IN the French quarter, west of Sixth Avenue and well down Twenty-sixth Street, stands a little hotel and restaurant unknown to fame as La belle Nivernaise. It is dingy, gray with age and smoke, and the aroma of many savory dinners floats perceptibly on the air. One huge window fronts the street, adorned by a flowery balcony without, and clean white curtains within, through which may be divined, rather than seen, dozens of small tables, each bearing its white cloth, its half-yard of bread, its tapering celery-glass of graccinni (in deference to the Italian habitués), and wonderfully folded napkins foliating from portly and unbreakable goblets. The narrow steps are steep and few that lead to the door on the left of the window, and above the hospitable entrance swings a weather-beaten sign,—a rain-washed damsel, pointing with a grimacing smile to a much dimmed tricolor. The hallway within is not spacious, and the stair leading to the floor above is inclined at the angle of Jacob s-ladder, and covered by a frayed ingrain carpet of uncertain color. On the second story, a hallway, dark as Erebus, gives access to the rooms of the locataires. There are four such rooms on the side and one at the end, offering the same general aspect—dark papers of the fashion of thirty years ago, walnut furniture, iron bedsteads, each boasting two fat eider-down pillows, covered with turkey red and further decorated with squares of Nottingham lace. The black-framed mirrors that hang above each wash-stand present a varied assortment of discolorations. To contemplate one's self therein is by no means a tribute to vanity; on the contrary, it is conducive to serious thoughts upon the precariousness of human existence, so green, distorted, and scarred is the reflection that meets the eye. The gas-brackets, protruding aggressively, are so many dark and shapely hands of bronze, emerging from frilled bronze cuffs, and uplifting tiny torches of the same metal, upon which bulge engraved globes of a "hunted deer pattern." The accommodations of La belle Nivernaise are not palatial.

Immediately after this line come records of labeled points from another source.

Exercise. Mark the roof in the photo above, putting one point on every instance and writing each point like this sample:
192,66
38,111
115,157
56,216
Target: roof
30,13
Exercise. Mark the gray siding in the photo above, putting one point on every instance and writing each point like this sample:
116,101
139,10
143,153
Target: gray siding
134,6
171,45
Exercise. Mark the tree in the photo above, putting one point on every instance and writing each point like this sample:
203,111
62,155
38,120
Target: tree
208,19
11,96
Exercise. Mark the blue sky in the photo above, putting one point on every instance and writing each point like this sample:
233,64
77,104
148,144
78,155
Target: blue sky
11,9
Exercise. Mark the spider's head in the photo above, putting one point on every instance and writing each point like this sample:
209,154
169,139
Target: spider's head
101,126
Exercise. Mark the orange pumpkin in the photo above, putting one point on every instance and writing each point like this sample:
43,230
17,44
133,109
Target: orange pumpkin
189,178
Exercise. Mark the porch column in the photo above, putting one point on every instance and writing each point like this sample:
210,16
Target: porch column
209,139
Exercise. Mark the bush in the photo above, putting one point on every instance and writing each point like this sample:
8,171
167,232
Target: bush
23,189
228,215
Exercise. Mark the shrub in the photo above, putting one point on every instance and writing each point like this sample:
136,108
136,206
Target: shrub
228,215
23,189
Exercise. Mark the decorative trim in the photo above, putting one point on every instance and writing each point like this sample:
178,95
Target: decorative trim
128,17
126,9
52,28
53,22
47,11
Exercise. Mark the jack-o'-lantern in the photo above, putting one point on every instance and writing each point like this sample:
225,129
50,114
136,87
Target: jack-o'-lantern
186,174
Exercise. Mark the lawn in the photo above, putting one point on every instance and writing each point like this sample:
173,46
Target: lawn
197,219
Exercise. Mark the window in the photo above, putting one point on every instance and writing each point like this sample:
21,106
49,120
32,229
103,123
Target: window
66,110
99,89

In the second room to the right, at the top of the landing, a new locataire had just moved in. As Gustave, the waiter, told Hortense, "la dame au douze" was of a reticence of a silenceness not to be believed! But she had insisted upon knowing who her neighbors were—the "monsieur du quatorze" and "les petites sceurs du dix!"

"She had pulled at the communicating doors, acted very strangely, and given him a piece of fifty cents for carrying up her hand-bags—and they of a lightness!"

"Was the monsieur du quatorze in his room?" Hortense inquired.

But Gustave did not know—he thought not. A bang at the hall door brought them both to the curtain at the end of the passage. Ah, to be sure, the gentleman himself—a nice gentleman, but with habits extraordinary. For the little he used his room he might as well have no room at all. For days at a time he never showed up. A "commis traveller," of course. But he was not gay and happy as are the voyageurs, and then, besides, he had no sample-trunk.

Gustave chucked Hortense under her dimpled chin with a superior air. "And dost thou not know, grosse bête, that he is agent for automobiles?—in a sample-trunk!—Violà! that was droll!"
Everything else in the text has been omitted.